Punters braved the heat yesterday, descending on Auckland’s Western Springs to attend this year’s edition of St Jerome’s Laneway festival.
The alternative music festival made its return for 2024 after a four-year hiatus brought on by Covid-19 and the Auckland Anniversary floods.
But now, with the days of lockdown largely behind us and not a rain cloud in sight, the festival came back swinging – to the glee of those desperate for its return.
One concertgoer told 1News: “It’s so good to have it back, finally.”
“I think a lot of people can’t believe it’s here, given how many interruptions we’ve had over the last few years.”
This year, the festival was held at Western Springs, a first for Laneway (it was originally intended to be held here in 2023 but was flooded).
Another first for 2024 was the addition of an R16 ticket – with separate areas designated for the sale of alcohol. The venue’s spread-out layout made this easy to get around, with crowds managing access to different parts of the festival without too much difficulty.
This year’s lineup boasted a variety of artists, ranging from UK grime to NZ psychedelia.
Headlining the festival was UK rapper Stormzy, who brought a high-energy performance for his set.
He had the crowd in the palm of his hands, with many celebrating the day cooling down, dancing with their hands bouncing in the air.
Fellow UK rapper AJ Tracey seemed like he was struggling to get what he wanted from the crowd, however.
In between most songs, he was asking the audience to bring “more energy”.
Despite this, he delivered a set filled with energetic bangers, even bringing a fan on stage to help him. It was likely the heat that made it difficult for many to fully get into the set.
The temperature reached a high of 27C and this, paired with a lack of shade at the venue, meant that many found themselves baking in the sun.
Organisers had put up shade at various spots, as well as offering free sunblock for anyone who needed it.
“It’s a bit hard to get into it when the heat is making it a pain to do anything,” one person said.
Another said: “[Organisers] could have done a bit more. The shade sails they have are not providing.”
UK singer Raye had to stand on a towel during her set because of the heat. She still managed to bring positive energy to the Auckland crowd, saying they had been the best audience of the tour.

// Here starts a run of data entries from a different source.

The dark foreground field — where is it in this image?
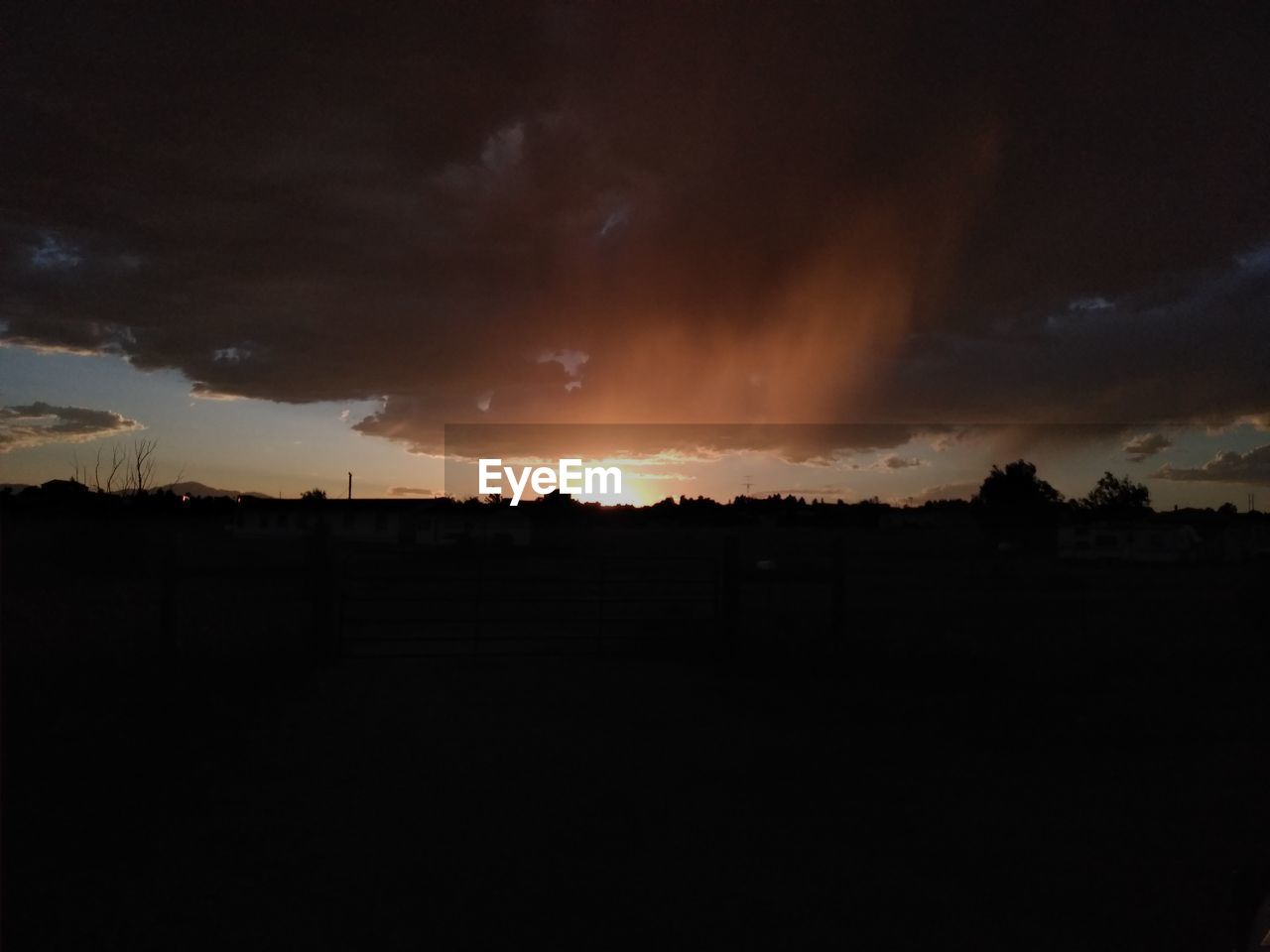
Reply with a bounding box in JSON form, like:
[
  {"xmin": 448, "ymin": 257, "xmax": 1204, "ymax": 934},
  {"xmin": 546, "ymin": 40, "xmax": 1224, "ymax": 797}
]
[{"xmin": 4, "ymin": 537, "xmax": 1270, "ymax": 951}]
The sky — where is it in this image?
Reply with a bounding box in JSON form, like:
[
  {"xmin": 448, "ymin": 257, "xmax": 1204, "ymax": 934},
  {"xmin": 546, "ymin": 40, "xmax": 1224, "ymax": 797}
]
[{"xmin": 0, "ymin": 3, "xmax": 1270, "ymax": 508}]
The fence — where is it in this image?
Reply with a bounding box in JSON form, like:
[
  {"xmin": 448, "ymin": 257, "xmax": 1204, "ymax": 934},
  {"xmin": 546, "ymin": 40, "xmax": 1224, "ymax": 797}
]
[{"xmin": 332, "ymin": 552, "xmax": 734, "ymax": 657}]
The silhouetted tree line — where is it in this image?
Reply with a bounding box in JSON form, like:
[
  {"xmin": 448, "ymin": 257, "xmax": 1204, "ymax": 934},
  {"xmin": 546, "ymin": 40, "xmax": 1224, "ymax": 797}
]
[{"xmin": 0, "ymin": 451, "xmax": 1259, "ymax": 544}]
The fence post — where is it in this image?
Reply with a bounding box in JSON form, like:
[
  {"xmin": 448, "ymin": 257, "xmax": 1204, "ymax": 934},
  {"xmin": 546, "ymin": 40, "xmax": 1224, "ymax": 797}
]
[{"xmin": 715, "ymin": 535, "xmax": 740, "ymax": 648}]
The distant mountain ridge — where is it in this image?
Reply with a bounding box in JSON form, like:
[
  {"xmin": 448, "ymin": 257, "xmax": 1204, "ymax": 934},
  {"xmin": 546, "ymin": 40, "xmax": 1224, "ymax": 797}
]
[{"xmin": 160, "ymin": 480, "xmax": 271, "ymax": 499}]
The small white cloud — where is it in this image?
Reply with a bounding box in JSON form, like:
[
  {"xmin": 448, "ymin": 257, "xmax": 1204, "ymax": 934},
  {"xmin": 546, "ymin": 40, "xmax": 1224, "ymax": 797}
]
[
  {"xmin": 539, "ymin": 350, "xmax": 590, "ymax": 380},
  {"xmin": 595, "ymin": 205, "xmax": 631, "ymax": 237},
  {"xmin": 480, "ymin": 122, "xmax": 525, "ymax": 173},
  {"xmin": 1067, "ymin": 296, "xmax": 1115, "ymax": 311},
  {"xmin": 1124, "ymin": 432, "xmax": 1174, "ymax": 463},
  {"xmin": 31, "ymin": 235, "xmax": 83, "ymax": 272},
  {"xmin": 212, "ymin": 346, "xmax": 251, "ymax": 363}
]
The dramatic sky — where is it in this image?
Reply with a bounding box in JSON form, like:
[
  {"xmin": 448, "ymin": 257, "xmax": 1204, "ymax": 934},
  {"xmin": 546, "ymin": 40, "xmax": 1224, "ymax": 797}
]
[{"xmin": 0, "ymin": 0, "xmax": 1270, "ymax": 504}]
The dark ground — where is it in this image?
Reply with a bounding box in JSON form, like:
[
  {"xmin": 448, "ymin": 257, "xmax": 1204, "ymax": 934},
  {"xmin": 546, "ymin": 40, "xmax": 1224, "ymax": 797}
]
[{"xmin": 4, "ymin": 525, "xmax": 1270, "ymax": 951}]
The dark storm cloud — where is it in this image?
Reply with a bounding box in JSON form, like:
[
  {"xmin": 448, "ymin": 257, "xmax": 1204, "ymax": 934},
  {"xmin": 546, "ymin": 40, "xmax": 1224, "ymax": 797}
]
[
  {"xmin": 1152, "ymin": 443, "xmax": 1270, "ymax": 486},
  {"xmin": 0, "ymin": 4, "xmax": 1270, "ymax": 456},
  {"xmin": 0, "ymin": 403, "xmax": 141, "ymax": 453}
]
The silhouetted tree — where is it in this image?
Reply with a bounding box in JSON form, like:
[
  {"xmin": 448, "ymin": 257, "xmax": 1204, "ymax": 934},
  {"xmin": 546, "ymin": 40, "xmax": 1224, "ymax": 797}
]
[
  {"xmin": 1080, "ymin": 472, "xmax": 1151, "ymax": 516},
  {"xmin": 122, "ymin": 439, "xmax": 159, "ymax": 496},
  {"xmin": 975, "ymin": 459, "xmax": 1063, "ymax": 512}
]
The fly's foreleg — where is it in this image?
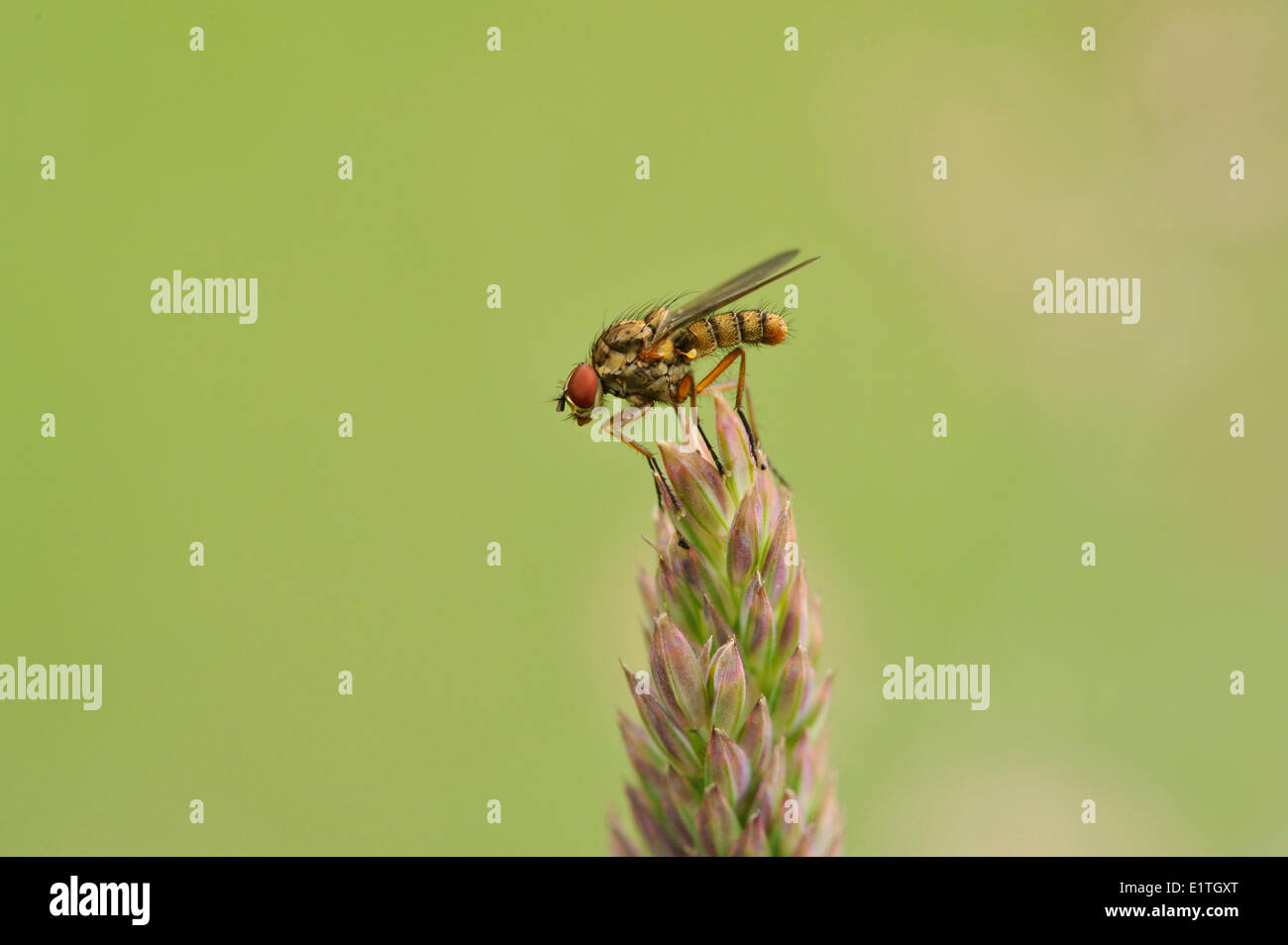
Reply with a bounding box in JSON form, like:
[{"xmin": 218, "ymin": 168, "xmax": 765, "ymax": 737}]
[{"xmin": 599, "ymin": 407, "xmax": 680, "ymax": 506}]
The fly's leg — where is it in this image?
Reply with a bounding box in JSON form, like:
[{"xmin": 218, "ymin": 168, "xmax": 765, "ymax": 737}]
[
  {"xmin": 679, "ymin": 373, "xmax": 724, "ymax": 476},
  {"xmin": 695, "ymin": 348, "xmax": 767, "ymax": 469},
  {"xmin": 707, "ymin": 381, "xmax": 793, "ymax": 489},
  {"xmin": 599, "ymin": 407, "xmax": 680, "ymax": 507}
]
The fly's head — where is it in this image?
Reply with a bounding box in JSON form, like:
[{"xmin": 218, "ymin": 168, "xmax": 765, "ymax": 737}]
[{"xmin": 555, "ymin": 362, "xmax": 604, "ymax": 426}]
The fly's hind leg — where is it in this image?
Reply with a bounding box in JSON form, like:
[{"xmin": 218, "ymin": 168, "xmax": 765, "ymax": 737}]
[
  {"xmin": 707, "ymin": 381, "xmax": 793, "ymax": 489},
  {"xmin": 599, "ymin": 407, "xmax": 680, "ymax": 507}
]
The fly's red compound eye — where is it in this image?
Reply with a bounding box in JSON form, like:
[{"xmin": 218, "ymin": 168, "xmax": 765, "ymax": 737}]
[{"xmin": 564, "ymin": 365, "xmax": 599, "ymax": 411}]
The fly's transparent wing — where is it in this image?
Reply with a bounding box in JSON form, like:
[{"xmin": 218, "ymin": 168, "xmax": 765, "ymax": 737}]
[{"xmin": 651, "ymin": 250, "xmax": 818, "ymax": 347}]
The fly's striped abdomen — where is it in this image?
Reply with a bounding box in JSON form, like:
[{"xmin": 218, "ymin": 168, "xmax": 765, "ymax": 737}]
[{"xmin": 688, "ymin": 312, "xmax": 787, "ymax": 358}]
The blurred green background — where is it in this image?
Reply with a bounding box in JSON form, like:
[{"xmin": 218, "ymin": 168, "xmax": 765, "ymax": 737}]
[{"xmin": 0, "ymin": 0, "xmax": 1288, "ymax": 855}]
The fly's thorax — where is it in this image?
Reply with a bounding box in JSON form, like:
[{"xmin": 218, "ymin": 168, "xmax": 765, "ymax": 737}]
[{"xmin": 677, "ymin": 309, "xmax": 787, "ymax": 358}]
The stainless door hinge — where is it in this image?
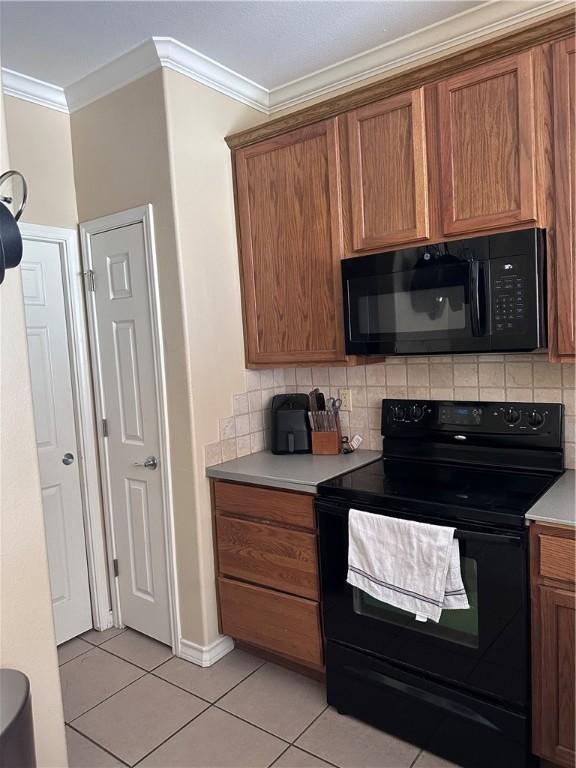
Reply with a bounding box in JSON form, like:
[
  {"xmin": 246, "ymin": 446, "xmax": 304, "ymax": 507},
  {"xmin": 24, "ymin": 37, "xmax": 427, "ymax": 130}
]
[{"xmin": 84, "ymin": 269, "xmax": 96, "ymax": 293}]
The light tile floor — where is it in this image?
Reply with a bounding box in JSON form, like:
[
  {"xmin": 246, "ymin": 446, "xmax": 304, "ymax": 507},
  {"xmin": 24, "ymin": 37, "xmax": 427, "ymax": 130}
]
[{"xmin": 58, "ymin": 629, "xmax": 460, "ymax": 768}]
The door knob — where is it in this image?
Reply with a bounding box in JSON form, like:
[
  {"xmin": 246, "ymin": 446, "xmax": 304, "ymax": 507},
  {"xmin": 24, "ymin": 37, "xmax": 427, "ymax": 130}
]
[{"xmin": 134, "ymin": 456, "xmax": 158, "ymax": 469}]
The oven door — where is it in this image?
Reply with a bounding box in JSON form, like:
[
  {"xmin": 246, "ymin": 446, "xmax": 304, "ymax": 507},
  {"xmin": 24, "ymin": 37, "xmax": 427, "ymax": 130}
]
[
  {"xmin": 342, "ymin": 254, "xmax": 490, "ymax": 355},
  {"xmin": 317, "ymin": 499, "xmax": 529, "ymax": 706}
]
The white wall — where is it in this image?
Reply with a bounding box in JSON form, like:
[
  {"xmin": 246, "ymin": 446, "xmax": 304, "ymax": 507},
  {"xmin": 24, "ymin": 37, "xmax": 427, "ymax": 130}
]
[
  {"xmin": 163, "ymin": 69, "xmax": 265, "ymax": 645},
  {"xmin": 0, "ymin": 78, "xmax": 68, "ymax": 768},
  {"xmin": 4, "ymin": 96, "xmax": 78, "ymax": 228}
]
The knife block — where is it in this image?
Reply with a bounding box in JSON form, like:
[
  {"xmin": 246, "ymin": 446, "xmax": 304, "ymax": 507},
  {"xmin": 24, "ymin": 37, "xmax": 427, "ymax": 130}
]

Alternative R&B artist Steve Lacy asked the crowd to “make some noise if your balls are sweating” in a set that moved between heavy rock tunes to heartfelt R&B.
Angus Stone’s project, Dope Lemon, was a highlight of the festival for many. Wearing all-black outfits and cowboy hats, the Aussies brought a surprisingly rock and roll set – mixed in with their usual relaxed psychedelic vibe.
Joining the high-profile foreign acts was an array of Kiwi musicians.
Unknown Mortal Orchestra, fronted by Ruben Neilson (previously of the Mint Chicks), played a greatest hits set — with songs from across his discography.
Given that Stormzy was playing at the same time, the crowd was relatively small for this one but still getting into what Nielsen and his group had to offer.
A highlight of the day for many in attendance was the Auckland hip-hop group Homebrew.
The group are fresh off the heels of their latest album, Run It Back, their first since 2012. Frontman Tom Scott has devoted much of his time to his jazz/hip-hop fusion albums under Avantdale Bowling Club.
Flanked by a full band, the trio gave the audience a high-energy set, with everyone singing along to the group’s most famous songs.
Given the politically charged nature of many of their songs, it was little surprise Scott took aim at the likes of David Seymour, Christopher Luxon and Winston Peters, and voiced his support for the Treaty.
Overall, 2024’s edition of Laneway managed to bring the festival back with an enjoyable lineup and relaxed vibe.
Despite the scorching weather, the audience was largely receptive to the festival – enjoying what organisers brought to the venue.
With another Laneway in the books, let’s hope next year’s festival can keep the ball rolling in 2025.